Orion di Artemis 2, il rientro spettacolare sulla Terra: come un razzo di 40.000 km/h diventa un paracadute nell’oceano.

La capsula Orion di Artemis 2, la prima missione con equipaggio del programma lunare americano degli ultimi oltre cinquant’anni, è in fase di rientro verso la Terra e dovrà affrontare uno dei momenti più rischiosi di tutto il volo: il frenaggio in atmosfera a oltre 40.000 km/h prima dell’ammaraggio nell’Oceano Pacifico al largo di San Diego.

Per il pubblico, il passaggio dalla velocità orbitale a una discesa controllata in pochi minuti appare quasi come un evento cinematografico; per la NASA e per gli ingegneri europei dell’ESA incaricati del modulo di servizio di Orion, è invece una prova decisiva per la sicurezza degli astronauti nei futuri voli lunari regolari.


Quando e dove ammaraggerà Orion?

Il rientro di Artemis II è previsto nel pomeriggio‑sera del 10 aprile 2026 sulla costa ovest degli Stati Uniti (20:07 EDT), con ammaraggio nell’Oceano Pacifico al largo di San Diego, in California, attorno alle 02:07 italiane del 11 aprile.

La missione, durata circa 10 giorni e compiuta da oltre 1,1 milioni di chilometri tra andata e ritorno, è stata concepita come un flyby lunare con equipaggio, senza allunaggio, per testare Orion, il lanciatore Space Launch System (SLS) e tutte le procedure di emergenza per i voli futuri verso la Luna.


L’inferno dei quindici minuti

Nel giro di circa 15 minuti, la capsula Orion dovrà passare da una velocità prossima a 11 km/s (circa 39–40.000 km/h) a una discesa controllata verso l’acqua, frenata da un sistema di paracadute multistadio che ridurrà la velocità finale a una manciata di nodi.

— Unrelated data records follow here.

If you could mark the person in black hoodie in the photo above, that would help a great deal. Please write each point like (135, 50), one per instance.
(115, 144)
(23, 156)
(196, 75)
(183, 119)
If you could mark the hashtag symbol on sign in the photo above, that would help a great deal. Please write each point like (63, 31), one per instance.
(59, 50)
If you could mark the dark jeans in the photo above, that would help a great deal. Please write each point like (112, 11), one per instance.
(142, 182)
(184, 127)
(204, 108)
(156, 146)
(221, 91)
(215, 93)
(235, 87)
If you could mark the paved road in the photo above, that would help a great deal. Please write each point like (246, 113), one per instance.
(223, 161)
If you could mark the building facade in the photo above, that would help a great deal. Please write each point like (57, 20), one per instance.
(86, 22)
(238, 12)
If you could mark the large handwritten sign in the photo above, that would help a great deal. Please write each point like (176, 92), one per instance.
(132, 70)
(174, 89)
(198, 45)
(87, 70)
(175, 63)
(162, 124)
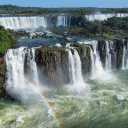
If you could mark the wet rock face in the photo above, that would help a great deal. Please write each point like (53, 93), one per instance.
(119, 52)
(116, 53)
(2, 77)
(52, 65)
(84, 53)
(102, 50)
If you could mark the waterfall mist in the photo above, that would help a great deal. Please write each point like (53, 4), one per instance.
(23, 22)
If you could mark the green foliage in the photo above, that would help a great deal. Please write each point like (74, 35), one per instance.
(6, 40)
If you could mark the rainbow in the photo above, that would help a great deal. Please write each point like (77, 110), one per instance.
(28, 81)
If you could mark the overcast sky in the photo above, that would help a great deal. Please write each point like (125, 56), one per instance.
(68, 3)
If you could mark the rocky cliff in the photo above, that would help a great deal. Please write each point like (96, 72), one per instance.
(52, 65)
(2, 76)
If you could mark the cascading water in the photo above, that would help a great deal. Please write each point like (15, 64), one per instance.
(101, 16)
(62, 20)
(98, 64)
(92, 55)
(76, 77)
(124, 58)
(108, 56)
(23, 22)
(16, 83)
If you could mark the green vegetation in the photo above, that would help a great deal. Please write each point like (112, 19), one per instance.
(6, 40)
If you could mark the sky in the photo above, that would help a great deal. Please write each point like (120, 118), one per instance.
(68, 3)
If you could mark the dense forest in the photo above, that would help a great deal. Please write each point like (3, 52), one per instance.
(16, 10)
(113, 27)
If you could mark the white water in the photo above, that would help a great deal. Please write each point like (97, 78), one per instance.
(75, 72)
(92, 55)
(63, 20)
(16, 83)
(108, 65)
(102, 17)
(23, 22)
(125, 56)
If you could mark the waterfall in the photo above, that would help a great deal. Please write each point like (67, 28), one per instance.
(23, 22)
(62, 20)
(75, 68)
(125, 56)
(92, 55)
(75, 71)
(16, 84)
(108, 55)
(101, 16)
(99, 68)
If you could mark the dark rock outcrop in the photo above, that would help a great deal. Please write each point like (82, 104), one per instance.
(2, 77)
(52, 65)
(119, 52)
(102, 50)
(84, 52)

Orion di Artemis II, il rientro spettacolare sulla Terra: come un razzo di 40.000 km/h diventa un paracadute nell’oceano

Prima dell’ingresso nell’atmosfera, verso le 01:30 italiane del 10 aprile, il modulo di servizio europeo verrà sganciato e Orion si orienterà con lo scudo termico a contatto con la Terra, pronta a sfidare temperature attorno ai 2.700 °C (oltre 5.000 gradi Fahrenheit) generate dall’attrito contro l’aria.

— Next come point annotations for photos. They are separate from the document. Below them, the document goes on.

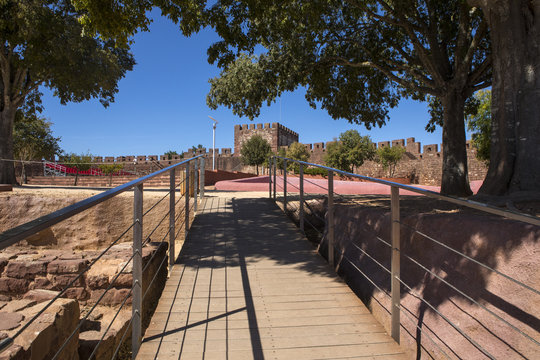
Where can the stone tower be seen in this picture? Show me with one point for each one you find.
(276, 134)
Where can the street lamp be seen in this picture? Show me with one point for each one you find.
(213, 143)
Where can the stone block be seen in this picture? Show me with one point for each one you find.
(67, 266)
(78, 293)
(97, 281)
(62, 280)
(13, 286)
(10, 320)
(40, 295)
(18, 305)
(25, 270)
(41, 282)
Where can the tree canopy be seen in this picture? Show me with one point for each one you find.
(350, 151)
(356, 59)
(480, 124)
(388, 157)
(77, 48)
(255, 151)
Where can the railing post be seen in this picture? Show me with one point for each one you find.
(186, 210)
(285, 186)
(331, 218)
(172, 217)
(201, 181)
(136, 311)
(395, 263)
(195, 184)
(301, 215)
(270, 177)
(275, 171)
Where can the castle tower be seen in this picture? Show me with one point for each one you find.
(276, 134)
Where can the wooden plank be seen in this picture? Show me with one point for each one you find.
(249, 286)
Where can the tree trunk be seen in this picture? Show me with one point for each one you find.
(515, 139)
(455, 178)
(7, 168)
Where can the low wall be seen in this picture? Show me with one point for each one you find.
(508, 246)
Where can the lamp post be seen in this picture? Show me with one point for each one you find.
(213, 143)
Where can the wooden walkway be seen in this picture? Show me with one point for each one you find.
(248, 285)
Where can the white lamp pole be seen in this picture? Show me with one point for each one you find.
(213, 143)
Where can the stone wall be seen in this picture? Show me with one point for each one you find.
(276, 134)
(420, 167)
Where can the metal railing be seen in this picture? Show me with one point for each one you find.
(396, 224)
(19, 233)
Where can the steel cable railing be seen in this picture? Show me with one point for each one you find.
(396, 253)
(19, 233)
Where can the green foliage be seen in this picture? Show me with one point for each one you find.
(81, 162)
(255, 151)
(296, 151)
(350, 151)
(169, 154)
(436, 111)
(356, 59)
(388, 157)
(316, 171)
(121, 19)
(33, 138)
(480, 124)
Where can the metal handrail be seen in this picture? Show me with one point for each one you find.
(21, 232)
(396, 281)
(533, 220)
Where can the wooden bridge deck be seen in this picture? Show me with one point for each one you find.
(248, 285)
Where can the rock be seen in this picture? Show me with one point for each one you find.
(90, 325)
(13, 286)
(63, 280)
(40, 295)
(78, 293)
(18, 305)
(25, 270)
(41, 282)
(10, 320)
(50, 330)
(42, 238)
(123, 281)
(61, 266)
(112, 297)
(98, 281)
(14, 352)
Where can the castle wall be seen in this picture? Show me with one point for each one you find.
(276, 134)
(421, 164)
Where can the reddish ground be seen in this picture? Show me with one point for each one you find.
(319, 186)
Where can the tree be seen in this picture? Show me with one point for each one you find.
(255, 151)
(356, 59)
(388, 157)
(110, 169)
(81, 162)
(32, 138)
(43, 44)
(350, 151)
(299, 152)
(77, 48)
(169, 154)
(480, 124)
(514, 166)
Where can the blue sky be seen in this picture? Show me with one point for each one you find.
(161, 106)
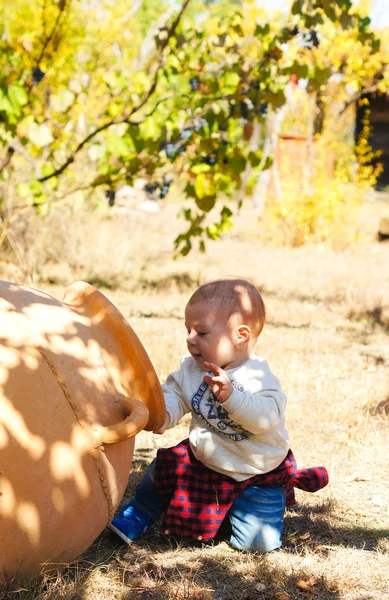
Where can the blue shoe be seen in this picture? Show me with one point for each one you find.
(130, 523)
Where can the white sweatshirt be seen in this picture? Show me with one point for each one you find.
(241, 437)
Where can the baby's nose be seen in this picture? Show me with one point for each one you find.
(191, 337)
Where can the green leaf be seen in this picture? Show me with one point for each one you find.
(17, 97)
(297, 7)
(262, 30)
(237, 163)
(62, 100)
(116, 145)
(200, 168)
(5, 104)
(255, 158)
(204, 186)
(40, 135)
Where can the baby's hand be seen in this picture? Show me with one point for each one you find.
(163, 428)
(220, 384)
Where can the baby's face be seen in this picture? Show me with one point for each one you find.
(211, 334)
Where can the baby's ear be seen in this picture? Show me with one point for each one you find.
(243, 336)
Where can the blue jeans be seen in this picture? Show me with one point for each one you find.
(256, 517)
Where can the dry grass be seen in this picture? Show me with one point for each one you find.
(326, 338)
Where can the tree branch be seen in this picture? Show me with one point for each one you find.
(4, 162)
(357, 96)
(125, 118)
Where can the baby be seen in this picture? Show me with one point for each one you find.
(236, 468)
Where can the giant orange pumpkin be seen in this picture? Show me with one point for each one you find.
(76, 385)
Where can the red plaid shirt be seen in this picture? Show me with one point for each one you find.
(196, 499)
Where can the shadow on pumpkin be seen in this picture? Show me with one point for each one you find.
(61, 370)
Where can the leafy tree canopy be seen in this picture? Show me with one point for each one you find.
(99, 93)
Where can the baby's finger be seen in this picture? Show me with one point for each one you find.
(212, 367)
(213, 380)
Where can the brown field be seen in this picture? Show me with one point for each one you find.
(326, 338)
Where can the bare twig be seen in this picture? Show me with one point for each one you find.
(358, 96)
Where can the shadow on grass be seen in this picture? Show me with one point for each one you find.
(318, 527)
(111, 570)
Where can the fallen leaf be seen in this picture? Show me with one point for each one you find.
(260, 587)
(304, 585)
(150, 567)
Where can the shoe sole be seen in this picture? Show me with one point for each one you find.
(120, 534)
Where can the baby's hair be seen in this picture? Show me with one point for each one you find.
(240, 296)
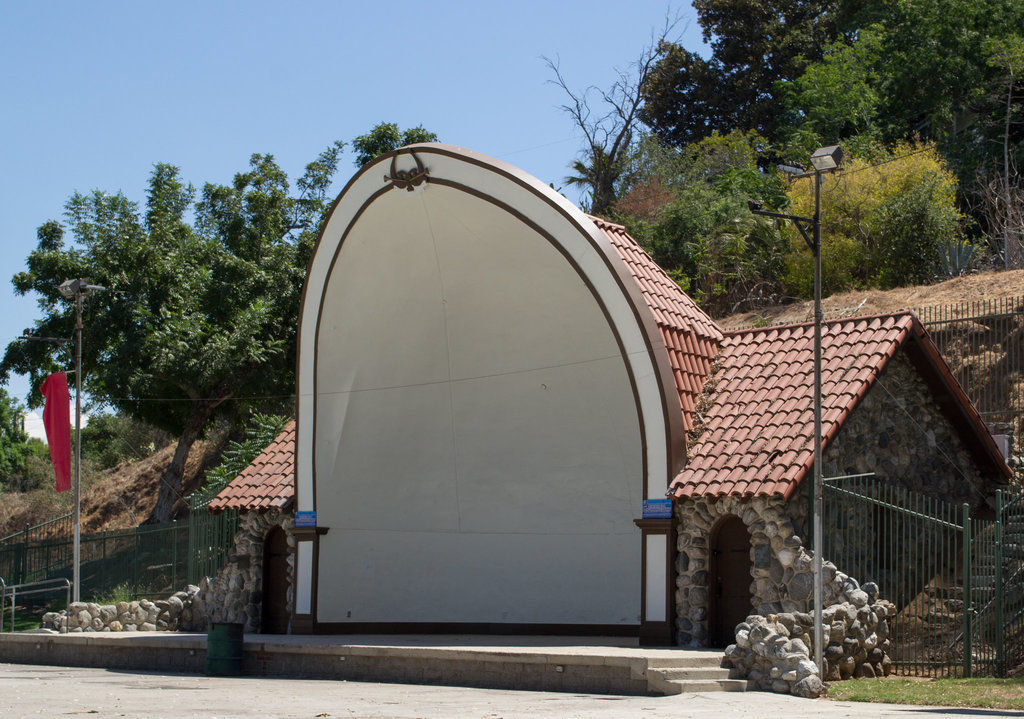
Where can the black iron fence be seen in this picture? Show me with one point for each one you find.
(144, 561)
(59, 526)
(957, 582)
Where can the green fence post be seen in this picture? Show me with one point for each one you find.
(999, 638)
(174, 556)
(968, 606)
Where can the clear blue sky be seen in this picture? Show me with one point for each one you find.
(94, 93)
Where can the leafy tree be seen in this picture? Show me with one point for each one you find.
(386, 137)
(13, 441)
(835, 100)
(704, 233)
(200, 318)
(109, 439)
(755, 44)
(1005, 209)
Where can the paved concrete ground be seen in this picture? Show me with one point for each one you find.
(30, 690)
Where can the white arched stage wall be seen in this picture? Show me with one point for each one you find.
(483, 403)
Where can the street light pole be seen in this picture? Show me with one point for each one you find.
(77, 290)
(77, 481)
(823, 160)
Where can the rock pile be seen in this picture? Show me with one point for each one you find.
(775, 650)
(142, 616)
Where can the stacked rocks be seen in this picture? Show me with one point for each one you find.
(141, 616)
(774, 650)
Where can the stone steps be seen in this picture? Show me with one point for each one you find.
(699, 674)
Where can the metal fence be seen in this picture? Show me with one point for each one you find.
(957, 583)
(146, 560)
(60, 526)
(140, 561)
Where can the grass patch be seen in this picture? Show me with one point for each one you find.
(122, 592)
(979, 693)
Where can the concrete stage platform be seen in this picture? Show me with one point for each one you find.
(593, 665)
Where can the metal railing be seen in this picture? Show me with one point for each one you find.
(957, 582)
(41, 587)
(211, 538)
(983, 343)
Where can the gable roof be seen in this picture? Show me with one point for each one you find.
(265, 483)
(758, 433)
(691, 337)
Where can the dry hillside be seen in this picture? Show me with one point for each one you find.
(983, 286)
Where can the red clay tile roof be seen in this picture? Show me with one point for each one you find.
(266, 482)
(758, 436)
(690, 336)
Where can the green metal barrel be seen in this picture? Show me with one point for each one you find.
(223, 649)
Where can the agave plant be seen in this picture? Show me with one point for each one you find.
(955, 258)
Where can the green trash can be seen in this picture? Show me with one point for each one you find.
(223, 649)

Lo scudo termico ablativo: la linea di difesa degli astronauti

Il “muro” che protegge gli astronauti è realizzato con un materiale ablativo chiamato Avcoat, già impiegato nelle missioni Apollo, studiato per consumarsi e staccarsi in modo controllato, assorbendo e smaltendo il calore in eccesso.

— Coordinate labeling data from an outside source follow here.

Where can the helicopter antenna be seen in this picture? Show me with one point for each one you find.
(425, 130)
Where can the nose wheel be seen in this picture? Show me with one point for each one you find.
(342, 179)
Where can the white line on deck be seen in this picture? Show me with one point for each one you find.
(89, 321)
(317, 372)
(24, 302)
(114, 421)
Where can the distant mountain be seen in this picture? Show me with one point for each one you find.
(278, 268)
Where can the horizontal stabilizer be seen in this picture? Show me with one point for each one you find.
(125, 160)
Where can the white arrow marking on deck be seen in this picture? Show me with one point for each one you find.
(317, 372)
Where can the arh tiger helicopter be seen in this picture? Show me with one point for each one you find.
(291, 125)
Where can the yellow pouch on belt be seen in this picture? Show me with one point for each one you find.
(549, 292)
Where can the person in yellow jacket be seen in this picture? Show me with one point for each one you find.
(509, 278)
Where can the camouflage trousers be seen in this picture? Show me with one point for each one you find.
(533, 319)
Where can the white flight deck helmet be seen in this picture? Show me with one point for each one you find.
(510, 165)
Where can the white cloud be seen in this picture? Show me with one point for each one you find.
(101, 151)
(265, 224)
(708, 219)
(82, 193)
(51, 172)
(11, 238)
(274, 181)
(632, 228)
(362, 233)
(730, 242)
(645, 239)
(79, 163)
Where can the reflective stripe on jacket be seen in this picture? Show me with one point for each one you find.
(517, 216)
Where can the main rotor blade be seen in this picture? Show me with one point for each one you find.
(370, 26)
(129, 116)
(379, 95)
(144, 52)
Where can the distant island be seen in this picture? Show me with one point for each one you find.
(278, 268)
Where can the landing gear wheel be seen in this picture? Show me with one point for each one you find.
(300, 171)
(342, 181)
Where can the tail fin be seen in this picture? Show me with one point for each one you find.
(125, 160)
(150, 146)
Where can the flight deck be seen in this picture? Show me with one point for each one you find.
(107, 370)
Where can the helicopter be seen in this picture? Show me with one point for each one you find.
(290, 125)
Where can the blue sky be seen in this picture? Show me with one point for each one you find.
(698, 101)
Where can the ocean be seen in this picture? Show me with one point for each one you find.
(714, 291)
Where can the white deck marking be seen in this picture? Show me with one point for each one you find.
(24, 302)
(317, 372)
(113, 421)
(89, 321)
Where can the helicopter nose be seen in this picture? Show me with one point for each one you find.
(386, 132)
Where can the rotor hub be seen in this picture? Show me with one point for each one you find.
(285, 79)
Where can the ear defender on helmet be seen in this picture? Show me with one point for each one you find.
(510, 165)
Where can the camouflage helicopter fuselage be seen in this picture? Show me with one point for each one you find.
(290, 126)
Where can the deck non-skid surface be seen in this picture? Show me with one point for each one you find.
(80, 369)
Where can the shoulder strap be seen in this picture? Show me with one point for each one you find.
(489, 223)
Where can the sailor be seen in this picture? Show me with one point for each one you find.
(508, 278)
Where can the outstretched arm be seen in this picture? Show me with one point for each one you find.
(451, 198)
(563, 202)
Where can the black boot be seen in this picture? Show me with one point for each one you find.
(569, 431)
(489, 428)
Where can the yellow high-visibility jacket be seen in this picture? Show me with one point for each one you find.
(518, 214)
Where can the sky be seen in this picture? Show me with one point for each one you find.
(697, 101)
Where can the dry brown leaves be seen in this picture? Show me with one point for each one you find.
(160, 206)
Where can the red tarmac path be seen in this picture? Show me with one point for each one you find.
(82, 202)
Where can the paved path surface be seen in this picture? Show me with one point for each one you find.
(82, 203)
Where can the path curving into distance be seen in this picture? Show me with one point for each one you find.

Durante Artemis I, il rientro aveva già mostrato alcune anomalie locali nello scudo termico, spingendo la NASA a studiare rotte leggermente più verticali per ridurre il carico termico complessivo e la durata dell’attraversamento della fascia più critica dell’atmosfera. Per Artemis II, queste correzioni sono state ulteriormente affinate come parte del piano di mitigazione dei rischi per l’equipaggio.


Verso un’era più spudorata dei viaggi lunari

Il successo del rientro di Orion di Artemis II è una presa di posizione simbolica: dimostra che un veicolo moderno può trasportare esseri umani oltre l’orbita terrestre e riportarli a casa in sicurezza, aprendo la strada a lanci più frequenti, possibili anche con operatori privati, e a basi lunari pensate come vere e proprie “stazioni spaziali al suolo”.

Per il pubblico, il passaggio di Orion nel cielo notturno, con la scia incandescente e il successivo ammaraggio in mare, sarà un momento da seguire in diretta come un grande evento sportivo spaziale: uno spettacolo tecnologico che mostra come l’uomo abbia imparato a negoziare con il fuoco e la gravità per tornare sano e salvo sulla Terra.